Interesting @vesparny , I suppose cachedAddresses in there is the object you store in the AsyncStorage, right?

This will work, however I would find it preferable to make use of database-like engine instead of AsyncStorage, which I believe is a key-value storage, right?

The indexed db in this case would allow for more complex queries to be performed more efficiently. Correct me if I'm wrong, but I think that you're loading all the user's txs in memory here. If that's the case it might work fine for simple wallets, but will become increasingly costly as the wallet usage increases.

But regarding this feature, I'd also like to hear from @KayBeSee as I noted this line in the features in the readme file:

Stateless: There is no database. The app is populated from a password encrypted configuration file

This will of course not be the case if we were to implement this. The possibility of encrypting this data was also raised, but in that case I think we lose the querying capabilities the indexed db would allow for. My question would be, is it really important that the wallet is stateless and doesn't leave a footprint like a tx history? I get it that that's a good privacy bonus, but it would come at odds with usability, what do you guys think?

KayBeSee commented 3 years ago

I would love to store previously queried data on Lily since I am noticing too that it takes a while to startup and load all the transaction history and UTXOs for my wallets.

The most rudimentary way of doing this without modifying too much code would be to store the accountMap object that gets constructed at startup as a JSON or encrypted text file like the config and just load that at the start like the config file.

Once that's loaded then start making network calls starting from "tail" points like the last address with a transaction and addresses with UTXOs connected to them from the previous lookup.

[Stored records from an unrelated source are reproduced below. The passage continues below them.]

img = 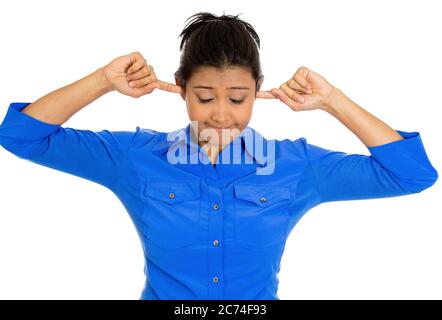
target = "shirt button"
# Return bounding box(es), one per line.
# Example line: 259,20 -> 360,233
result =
213,203 -> 220,210
259,196 -> 267,203
168,192 -> 175,199
213,276 -> 219,283
213,239 -> 219,246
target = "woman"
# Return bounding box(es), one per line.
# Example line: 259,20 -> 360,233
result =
0,12 -> 438,300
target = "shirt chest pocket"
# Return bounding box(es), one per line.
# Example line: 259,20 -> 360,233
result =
233,183 -> 291,251
143,181 -> 202,250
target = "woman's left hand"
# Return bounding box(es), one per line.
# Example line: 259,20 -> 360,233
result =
270,66 -> 336,112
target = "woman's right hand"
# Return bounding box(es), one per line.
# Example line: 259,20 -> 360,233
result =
102,51 -> 183,98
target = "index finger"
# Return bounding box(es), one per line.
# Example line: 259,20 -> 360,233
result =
157,80 -> 184,94
256,90 -> 277,99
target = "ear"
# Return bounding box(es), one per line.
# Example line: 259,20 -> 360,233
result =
254,76 -> 264,98
175,76 -> 186,101
257,76 -> 264,92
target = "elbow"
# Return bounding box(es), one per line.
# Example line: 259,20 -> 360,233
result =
425,166 -> 439,189
405,167 -> 439,193
0,137 -> 43,159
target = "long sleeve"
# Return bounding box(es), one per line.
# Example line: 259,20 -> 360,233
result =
301,130 -> 438,204
0,102 -> 137,189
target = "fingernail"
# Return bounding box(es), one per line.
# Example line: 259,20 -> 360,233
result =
129,82 -> 135,87
299,97 -> 304,103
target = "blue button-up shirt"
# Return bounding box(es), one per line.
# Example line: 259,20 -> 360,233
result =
0,102 -> 438,300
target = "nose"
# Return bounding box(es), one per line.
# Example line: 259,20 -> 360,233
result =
211,104 -> 230,124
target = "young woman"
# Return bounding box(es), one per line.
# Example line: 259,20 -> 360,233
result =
0,12 -> 438,300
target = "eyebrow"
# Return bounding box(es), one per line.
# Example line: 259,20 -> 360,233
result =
192,86 -> 250,90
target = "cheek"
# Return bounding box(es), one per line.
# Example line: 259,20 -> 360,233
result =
187,103 -> 209,120
233,102 -> 254,123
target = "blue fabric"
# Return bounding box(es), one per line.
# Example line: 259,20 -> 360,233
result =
0,102 -> 438,300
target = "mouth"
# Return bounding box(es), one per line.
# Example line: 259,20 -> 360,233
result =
207,125 -> 232,130
201,126 -> 234,143
207,124 -> 232,130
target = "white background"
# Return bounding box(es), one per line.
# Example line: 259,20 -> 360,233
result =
0,0 -> 441,299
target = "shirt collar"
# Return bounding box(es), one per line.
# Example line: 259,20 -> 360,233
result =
152,123 -> 268,167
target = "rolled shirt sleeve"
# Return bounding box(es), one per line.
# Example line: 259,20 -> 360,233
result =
301,130 -> 439,204
0,102 -> 137,189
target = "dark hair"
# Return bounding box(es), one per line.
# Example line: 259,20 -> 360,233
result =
174,11 -> 263,95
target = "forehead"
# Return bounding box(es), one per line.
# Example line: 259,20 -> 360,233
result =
189,66 -> 254,86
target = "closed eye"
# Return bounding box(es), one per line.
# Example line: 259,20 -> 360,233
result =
198,98 -> 245,104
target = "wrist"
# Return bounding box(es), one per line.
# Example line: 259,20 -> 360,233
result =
94,66 -> 115,94
321,86 -> 345,114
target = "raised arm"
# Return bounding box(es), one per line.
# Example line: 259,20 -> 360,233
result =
0,51 -> 176,188
20,66 -> 113,125
19,51 -> 165,124
272,66 -> 437,203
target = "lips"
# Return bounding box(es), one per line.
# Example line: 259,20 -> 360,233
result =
208,126 -> 231,130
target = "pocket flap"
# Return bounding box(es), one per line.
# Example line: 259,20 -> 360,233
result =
233,183 -> 291,207
144,181 -> 201,204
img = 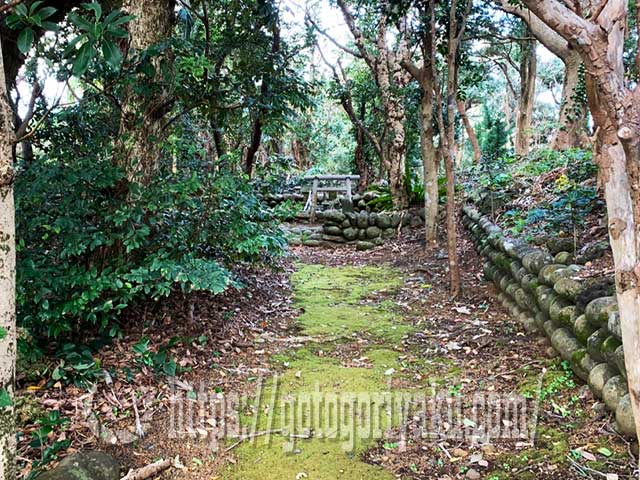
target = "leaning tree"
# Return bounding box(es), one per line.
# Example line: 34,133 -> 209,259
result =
516,0 -> 640,453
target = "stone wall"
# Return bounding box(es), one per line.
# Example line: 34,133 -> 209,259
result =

Once those points have been scanned then we can dive deeper to older addresses just to make sure no funds have been sent there.

I am leaning towards the AsyncStorage idea just because React-Native uses that as well and so I can reuse a lot of the code for the mobile app. I could be persuaded to use a more robust database solution though. What kind of queries would we need an indexed db over just a file?

vesparny commented 3 years ago

@bilthon yes exactly, it's just an array of addresses and their corresponding indexes, nothing fancy. I didn't need any particular query so I just store everything in the async storage. So far handles hundreds of addresses in milliseconds. No big deal

KayBeSee commented 3 years ago

Still working towards this but holding off for now since querying Electrum is 10x as fast for startup now. Probably makes sense to couple with #59 still.